The ensuing detonations lit up the view screen like an old-school game of Missile Command. Sobrukai Central was obliterated, and the force of the subsequent thermonuclear explosions rocked the planet so violently that cracks spread across the entire circumference of its icy surface, making it resemble a shattered hardboiled egg. There were no mushroom clouds—only a massive column of red steam rising from the massive hole burned in the surface, which shot straight up into orbit as if the planet were spraying blood from a gunshot wound.
“It’s another suicide mission,” Cruz said. “But it still looks fun. I’m in.”
It looked as if our inept alien enemy had made another colossal tactical mistake. They had not only let their faster-than-light propulsion technology fall into our reverse-engineering monkey hands, they had then given us enough time to build an interstellar warship of our own and send it all the way across interstellar space to launch a counterattack against them.
As usual, the alien invaders’ tactics didn’t make a whole lot of sense—and as usual, I didn’t care. I just wanted to kill me some aliens, and this was the juiciest setup for a balls-out kamikaze mission in the history of the game—maybe any game.
In my headset, the admiral’s voice was drowned out by the sound of Diehl pretending to snore. “Come on, old man!” he shouted. “Less talk, more rock!”
“Yeah, I wish we could skip this storyline crap,” Cruz said. “Bor-ing.”
“See, this is exactly why you two always get killed within first two minutes,” I said. “You never pay attention during the admiral’s briefing.”
“No, we always get killed because of you, Leeroy Jenkins!”
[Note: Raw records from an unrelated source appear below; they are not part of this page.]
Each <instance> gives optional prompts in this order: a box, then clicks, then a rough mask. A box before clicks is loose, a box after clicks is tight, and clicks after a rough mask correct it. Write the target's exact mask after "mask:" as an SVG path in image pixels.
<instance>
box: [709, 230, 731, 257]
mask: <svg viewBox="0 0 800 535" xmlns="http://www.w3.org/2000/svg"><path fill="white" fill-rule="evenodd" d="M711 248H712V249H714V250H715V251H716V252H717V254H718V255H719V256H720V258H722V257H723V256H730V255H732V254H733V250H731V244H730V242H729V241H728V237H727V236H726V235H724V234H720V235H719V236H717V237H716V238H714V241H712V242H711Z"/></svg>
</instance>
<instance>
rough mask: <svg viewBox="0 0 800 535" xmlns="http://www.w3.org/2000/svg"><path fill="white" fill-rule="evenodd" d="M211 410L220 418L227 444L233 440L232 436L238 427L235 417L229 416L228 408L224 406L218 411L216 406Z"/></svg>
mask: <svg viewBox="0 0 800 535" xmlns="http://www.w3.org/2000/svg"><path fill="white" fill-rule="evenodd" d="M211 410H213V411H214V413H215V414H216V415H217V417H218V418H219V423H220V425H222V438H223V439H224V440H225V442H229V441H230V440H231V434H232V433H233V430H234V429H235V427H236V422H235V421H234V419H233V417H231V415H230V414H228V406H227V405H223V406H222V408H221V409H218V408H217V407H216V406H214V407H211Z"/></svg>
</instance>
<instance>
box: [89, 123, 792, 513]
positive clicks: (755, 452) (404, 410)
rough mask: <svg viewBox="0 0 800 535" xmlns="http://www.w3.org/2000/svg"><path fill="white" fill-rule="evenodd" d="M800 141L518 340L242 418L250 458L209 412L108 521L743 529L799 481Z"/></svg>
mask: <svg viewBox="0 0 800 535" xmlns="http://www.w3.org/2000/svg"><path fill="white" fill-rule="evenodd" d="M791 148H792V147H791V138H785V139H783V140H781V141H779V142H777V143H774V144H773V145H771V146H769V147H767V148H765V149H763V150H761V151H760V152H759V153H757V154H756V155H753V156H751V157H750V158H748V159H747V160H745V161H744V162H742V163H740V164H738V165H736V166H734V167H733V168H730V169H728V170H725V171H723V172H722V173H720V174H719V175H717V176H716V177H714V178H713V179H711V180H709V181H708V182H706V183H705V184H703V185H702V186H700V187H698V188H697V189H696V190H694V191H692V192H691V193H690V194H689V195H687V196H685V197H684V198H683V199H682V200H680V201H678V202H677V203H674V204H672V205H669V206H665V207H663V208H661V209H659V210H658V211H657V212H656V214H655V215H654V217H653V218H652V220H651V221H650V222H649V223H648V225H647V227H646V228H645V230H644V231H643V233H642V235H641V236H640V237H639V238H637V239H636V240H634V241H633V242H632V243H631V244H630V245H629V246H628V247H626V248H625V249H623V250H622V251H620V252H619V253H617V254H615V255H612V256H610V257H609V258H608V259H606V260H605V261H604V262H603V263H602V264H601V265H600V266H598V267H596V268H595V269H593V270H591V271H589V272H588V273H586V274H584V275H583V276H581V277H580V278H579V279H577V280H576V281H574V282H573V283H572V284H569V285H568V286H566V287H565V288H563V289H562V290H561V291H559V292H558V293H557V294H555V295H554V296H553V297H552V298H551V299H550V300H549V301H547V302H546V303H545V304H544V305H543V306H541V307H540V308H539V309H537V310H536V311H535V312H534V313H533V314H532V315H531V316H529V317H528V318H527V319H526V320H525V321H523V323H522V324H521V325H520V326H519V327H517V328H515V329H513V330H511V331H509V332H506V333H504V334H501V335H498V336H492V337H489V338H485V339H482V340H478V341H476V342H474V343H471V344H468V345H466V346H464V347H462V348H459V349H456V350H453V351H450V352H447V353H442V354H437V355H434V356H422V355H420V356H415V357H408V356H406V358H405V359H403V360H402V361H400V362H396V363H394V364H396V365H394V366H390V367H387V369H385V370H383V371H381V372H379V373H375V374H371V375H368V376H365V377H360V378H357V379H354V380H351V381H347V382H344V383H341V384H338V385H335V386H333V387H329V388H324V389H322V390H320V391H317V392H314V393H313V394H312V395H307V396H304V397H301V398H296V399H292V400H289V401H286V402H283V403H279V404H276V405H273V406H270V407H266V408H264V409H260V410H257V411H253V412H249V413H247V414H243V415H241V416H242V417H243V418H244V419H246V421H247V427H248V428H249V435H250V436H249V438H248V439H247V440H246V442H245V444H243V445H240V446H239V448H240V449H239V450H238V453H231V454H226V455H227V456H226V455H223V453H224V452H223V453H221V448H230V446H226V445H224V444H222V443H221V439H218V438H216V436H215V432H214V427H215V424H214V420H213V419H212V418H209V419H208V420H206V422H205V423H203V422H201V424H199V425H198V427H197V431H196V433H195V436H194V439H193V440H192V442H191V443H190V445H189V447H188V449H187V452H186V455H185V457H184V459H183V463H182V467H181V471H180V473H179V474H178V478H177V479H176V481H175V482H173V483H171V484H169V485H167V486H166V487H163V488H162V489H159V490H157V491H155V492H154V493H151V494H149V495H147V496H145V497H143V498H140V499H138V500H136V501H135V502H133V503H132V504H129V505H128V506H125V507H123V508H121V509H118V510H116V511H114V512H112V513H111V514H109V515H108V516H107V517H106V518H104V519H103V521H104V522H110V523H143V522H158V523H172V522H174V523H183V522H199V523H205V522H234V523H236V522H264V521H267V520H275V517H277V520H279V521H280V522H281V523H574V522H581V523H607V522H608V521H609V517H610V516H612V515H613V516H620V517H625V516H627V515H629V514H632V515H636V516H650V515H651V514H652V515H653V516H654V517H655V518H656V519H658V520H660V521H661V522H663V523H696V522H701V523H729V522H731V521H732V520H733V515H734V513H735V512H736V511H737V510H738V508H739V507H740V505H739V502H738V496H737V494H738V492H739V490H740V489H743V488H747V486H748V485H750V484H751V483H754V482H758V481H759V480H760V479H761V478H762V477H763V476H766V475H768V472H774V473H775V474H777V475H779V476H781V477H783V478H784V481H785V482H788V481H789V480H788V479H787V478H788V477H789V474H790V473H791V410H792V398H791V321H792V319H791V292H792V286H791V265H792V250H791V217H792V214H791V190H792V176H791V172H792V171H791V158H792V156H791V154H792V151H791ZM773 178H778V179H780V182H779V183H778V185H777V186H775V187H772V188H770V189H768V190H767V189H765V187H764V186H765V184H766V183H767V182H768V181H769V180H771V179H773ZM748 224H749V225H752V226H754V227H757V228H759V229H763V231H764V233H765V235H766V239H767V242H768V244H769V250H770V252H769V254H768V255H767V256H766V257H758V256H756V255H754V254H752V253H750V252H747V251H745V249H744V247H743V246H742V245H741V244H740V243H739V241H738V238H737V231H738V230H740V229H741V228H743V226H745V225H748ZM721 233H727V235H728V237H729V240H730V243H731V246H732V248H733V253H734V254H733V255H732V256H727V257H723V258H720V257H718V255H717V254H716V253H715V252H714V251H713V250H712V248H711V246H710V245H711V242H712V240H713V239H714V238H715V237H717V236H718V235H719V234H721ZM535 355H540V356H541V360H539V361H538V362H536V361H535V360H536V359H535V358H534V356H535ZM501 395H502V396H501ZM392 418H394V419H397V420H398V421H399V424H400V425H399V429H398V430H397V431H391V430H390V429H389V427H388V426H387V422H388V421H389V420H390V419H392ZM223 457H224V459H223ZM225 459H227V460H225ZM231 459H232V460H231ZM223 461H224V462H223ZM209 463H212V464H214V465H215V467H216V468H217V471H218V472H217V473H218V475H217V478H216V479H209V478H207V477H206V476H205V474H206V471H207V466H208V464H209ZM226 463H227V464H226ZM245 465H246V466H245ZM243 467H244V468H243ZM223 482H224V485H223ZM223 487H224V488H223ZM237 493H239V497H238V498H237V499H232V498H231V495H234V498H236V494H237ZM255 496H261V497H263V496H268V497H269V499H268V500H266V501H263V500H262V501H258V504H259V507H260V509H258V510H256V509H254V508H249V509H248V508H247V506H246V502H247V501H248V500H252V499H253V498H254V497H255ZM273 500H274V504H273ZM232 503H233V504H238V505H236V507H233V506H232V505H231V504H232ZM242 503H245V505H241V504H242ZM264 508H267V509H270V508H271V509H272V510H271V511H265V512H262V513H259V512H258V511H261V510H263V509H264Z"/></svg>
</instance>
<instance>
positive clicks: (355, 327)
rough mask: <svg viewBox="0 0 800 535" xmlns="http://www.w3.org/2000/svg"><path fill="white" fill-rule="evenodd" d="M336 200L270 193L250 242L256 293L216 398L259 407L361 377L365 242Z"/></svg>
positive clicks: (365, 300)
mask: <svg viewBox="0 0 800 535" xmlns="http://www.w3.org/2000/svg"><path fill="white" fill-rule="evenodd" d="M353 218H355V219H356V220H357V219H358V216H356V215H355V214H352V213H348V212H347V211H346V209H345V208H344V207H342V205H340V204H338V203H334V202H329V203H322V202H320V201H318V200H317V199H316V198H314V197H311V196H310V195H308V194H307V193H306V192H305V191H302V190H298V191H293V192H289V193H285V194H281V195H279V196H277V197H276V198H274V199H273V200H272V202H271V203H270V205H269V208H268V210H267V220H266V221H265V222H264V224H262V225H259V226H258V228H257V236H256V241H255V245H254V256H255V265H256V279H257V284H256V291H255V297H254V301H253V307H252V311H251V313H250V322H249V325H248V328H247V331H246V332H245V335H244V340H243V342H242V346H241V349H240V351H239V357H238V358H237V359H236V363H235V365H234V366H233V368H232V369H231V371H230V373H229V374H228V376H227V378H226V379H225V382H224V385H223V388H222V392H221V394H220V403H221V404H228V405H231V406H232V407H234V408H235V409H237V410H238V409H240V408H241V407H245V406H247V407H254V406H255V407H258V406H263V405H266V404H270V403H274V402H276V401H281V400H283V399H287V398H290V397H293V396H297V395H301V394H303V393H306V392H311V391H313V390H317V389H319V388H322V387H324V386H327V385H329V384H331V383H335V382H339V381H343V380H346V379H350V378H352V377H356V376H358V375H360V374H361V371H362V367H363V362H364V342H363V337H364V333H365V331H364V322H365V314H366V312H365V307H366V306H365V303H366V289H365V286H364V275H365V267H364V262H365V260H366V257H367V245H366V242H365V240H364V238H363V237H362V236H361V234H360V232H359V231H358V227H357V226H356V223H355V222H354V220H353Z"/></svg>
“I’ve asked you repeatedly to stop calling me that.”
“If the shoe fits, Smack Attack!” Cruz said. “Why don’t you try being a team player for once? Just once?”
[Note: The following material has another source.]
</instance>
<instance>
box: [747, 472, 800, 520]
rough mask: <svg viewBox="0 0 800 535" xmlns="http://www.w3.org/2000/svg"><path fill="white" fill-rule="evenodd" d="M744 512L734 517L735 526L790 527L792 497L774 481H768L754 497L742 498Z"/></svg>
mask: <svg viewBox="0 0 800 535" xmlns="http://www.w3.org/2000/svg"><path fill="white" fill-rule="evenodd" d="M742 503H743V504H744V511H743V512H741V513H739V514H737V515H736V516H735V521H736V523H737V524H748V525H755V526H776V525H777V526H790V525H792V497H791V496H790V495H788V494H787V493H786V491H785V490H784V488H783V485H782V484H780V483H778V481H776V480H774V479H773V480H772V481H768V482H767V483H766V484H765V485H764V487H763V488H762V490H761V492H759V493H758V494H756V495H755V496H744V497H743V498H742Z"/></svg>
“Interplanetary warfare isn’t a team sport,” I replied. “Never has been.”
“Actually, it kinda is, if you think about it,” Diehl chimed in. “The home team versus the visitors. Get it? Visitors?” After a pause, he added. “Because they’re aliens.”
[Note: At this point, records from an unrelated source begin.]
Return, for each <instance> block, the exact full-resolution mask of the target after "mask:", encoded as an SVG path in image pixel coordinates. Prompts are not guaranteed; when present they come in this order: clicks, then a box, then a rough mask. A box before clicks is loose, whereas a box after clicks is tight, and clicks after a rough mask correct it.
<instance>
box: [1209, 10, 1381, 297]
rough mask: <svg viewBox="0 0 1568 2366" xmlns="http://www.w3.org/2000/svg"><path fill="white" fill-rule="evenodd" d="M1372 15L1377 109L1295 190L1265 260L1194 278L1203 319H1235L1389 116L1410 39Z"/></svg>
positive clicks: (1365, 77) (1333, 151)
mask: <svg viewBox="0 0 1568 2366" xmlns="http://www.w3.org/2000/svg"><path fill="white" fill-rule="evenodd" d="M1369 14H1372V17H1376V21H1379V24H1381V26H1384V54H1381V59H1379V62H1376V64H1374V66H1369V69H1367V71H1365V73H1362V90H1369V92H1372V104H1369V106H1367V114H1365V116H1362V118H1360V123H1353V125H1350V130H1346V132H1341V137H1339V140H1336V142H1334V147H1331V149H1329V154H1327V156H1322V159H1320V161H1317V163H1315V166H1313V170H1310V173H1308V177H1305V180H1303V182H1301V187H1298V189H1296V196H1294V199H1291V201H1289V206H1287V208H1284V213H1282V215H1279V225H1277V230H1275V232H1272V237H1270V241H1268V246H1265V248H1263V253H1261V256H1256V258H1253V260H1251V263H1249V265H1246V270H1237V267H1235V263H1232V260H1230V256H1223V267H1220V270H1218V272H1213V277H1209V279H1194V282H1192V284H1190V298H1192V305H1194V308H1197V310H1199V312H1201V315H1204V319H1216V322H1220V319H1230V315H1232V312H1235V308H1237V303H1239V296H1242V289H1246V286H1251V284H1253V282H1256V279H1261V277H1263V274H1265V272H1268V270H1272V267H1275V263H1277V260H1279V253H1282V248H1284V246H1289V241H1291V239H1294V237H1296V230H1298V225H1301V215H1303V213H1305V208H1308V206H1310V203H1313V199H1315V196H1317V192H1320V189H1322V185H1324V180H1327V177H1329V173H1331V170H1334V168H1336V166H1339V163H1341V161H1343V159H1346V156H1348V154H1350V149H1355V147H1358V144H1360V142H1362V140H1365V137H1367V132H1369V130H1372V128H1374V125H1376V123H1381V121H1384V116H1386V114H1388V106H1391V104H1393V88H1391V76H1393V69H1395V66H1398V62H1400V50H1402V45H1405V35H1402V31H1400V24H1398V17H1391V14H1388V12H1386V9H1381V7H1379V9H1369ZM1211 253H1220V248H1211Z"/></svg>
“Yeah, we got it,” I said. “Will everybody shut up so I can hear the rest of this?”
“This mission must succeed,” the admiral was telling us now. “That armada is preparing to depart for Earth, so this is our one and only chance to destroy the Sobrukai before they come here to destroy us. The fate of humanity depends on the Icebreaker reaching its target.” He paused to clasp his hands behind his back. “We’re only going to get one shot at this, people, so let’s make it count.”
“Are you kidding?” Cruz shouted, as if the prerecorded actor could hear him. “This better not be a single-play mission. It’s way too awesome!”
“He was just saying that for dramatic effect,” I said. “I’m sure we’ll be able to replay it—just like with the Disrupter scenarios.”
“You better be right,” Diehl said. “Because there’s no way in hell we’re going to pull this mission off on our first try—or our second or third, either. They’ve got six Dreadnaught Spheres! Each one loaded with over a billion killer alien drones—and a Disrupter to boot!”
“They won’t activate one of their Disrupters here,” Cruz pointed out. “It wouldn’t have any effect. For a quantum link to be disrupted, both the transmitting and receiving ends have to be inside the sphere.” That was the reason the EDA had drones and humans stationed on the far side of the moon.
“With no Disrupter to worry about, this should be doable,” I said. “All we have to do is protect that Icebreaker for three minutes. No problemo.”
“No problem?” Cruz repeated. “Really? You think so?”
“Yeah. We just—you know—create a blockade.”
“With what?” Cruz said. “Did you check the mission stats? Our carrier only brought two hundred drones along! The admiral failed to mention that.”
“Maybe he did it when you two were snoring?” I suggested.
“Like I said before, this is yet another example of unbalanced, poorly thought out gameplay,” he continued. “The devs at Chaos Terrain are trying to piss us off now. We’re gonna get slaughtered—again!”
“Yeah, yeah,” Diehl said. “How do I get out of this chickenshit outfit?”
I laughed. Before Cruz could reply, we realized that Admiral Vance was bringing his chalk talk to a close.